Melihat dari hasil pengamatan yang ada, bahwa sepanjang sejarah pertelevisian, keprihatinan utamanya adalah kemungkinan dampak tayangan kekerasan di televisi. Analisis ini menunjukkan bahwa televisi menghidangkan menu tayangan kekerasan yang banyak sekali.

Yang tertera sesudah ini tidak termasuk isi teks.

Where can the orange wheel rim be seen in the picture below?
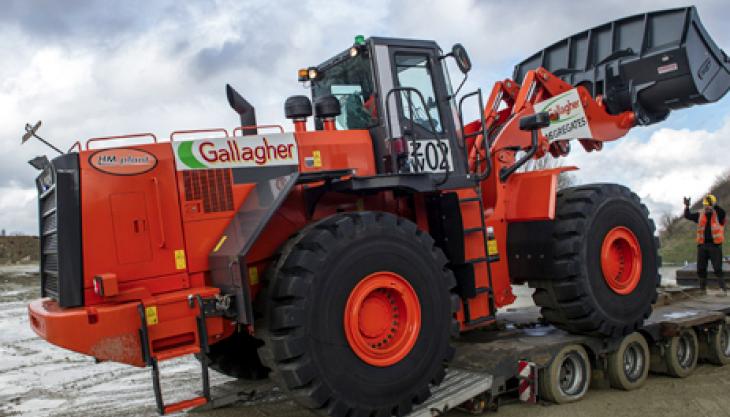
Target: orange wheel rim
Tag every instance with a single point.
(621, 260)
(382, 319)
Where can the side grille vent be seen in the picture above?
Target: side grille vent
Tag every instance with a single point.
(212, 186)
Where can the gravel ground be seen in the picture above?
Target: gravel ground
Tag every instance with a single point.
(38, 379)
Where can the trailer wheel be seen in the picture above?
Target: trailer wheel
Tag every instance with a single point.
(568, 376)
(716, 345)
(605, 268)
(681, 354)
(237, 356)
(628, 366)
(360, 315)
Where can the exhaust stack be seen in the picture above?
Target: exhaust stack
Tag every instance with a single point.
(245, 110)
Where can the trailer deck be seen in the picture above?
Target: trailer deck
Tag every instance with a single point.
(485, 368)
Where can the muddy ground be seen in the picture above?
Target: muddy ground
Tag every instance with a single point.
(37, 379)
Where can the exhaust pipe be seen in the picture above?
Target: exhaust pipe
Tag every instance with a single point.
(245, 110)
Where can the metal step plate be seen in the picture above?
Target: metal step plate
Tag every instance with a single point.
(458, 387)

Serangkaian angka menunjukkan bahwa menjelang usia 12 tahun, rata-rata anak telah menyaksikan 101.000 episode kekerasan di televisi, termasuk 13.400 kematian (Steinfeld, 1973).

Riset belakangan ini dilakukan terhadap kekerasan yang ditayangkan di televisi berfokus pada bagaimana kekerasan ditayangkan di televisi. Sebuah penelitian yang menguji televisi kabel dan juga jaringan-jaringan besar menemukan bahwa sangat sedikit tayangan kekerasan yang menunjukkan konsekuensi kekerasan jangka panjang, bahwa sebagian besar adegan kekerasan menunjukkan kekerasan tersebut tidak dihukum, dan bahwa sebagian besar interaksi kekerasan tidak menunjukkan kepedihan atau konsekuensi kekerasan negative jangka panjang (National Television Study, 1996).

Selain itu dapat kita rasakan bahwa program-program media masa televisi Indonesia pada saat ini tidak hannya berkutat pada masalah kekerasan, bahkan motif dan modus tindak kejahatan terkadang ditayangkan. Program-program tayangan TV gaya hidup dan gaya berpakaianpun sudah lagi tidak sesuai dengan budaya Indonesia yang lebih cenderung “tertutup dan sopan” , sehingga hal ini memberikan demonstration effect pada pemuda-pemudi kita yang dapat melihat nilai-nilai pergaulan Barat yang sangat bebas. Dalam film-film yang ditayangkan TV sering kita melihat adegan-adegan seks bebas yang dilakukan lakilaki dengan perempuan yang belum menikah.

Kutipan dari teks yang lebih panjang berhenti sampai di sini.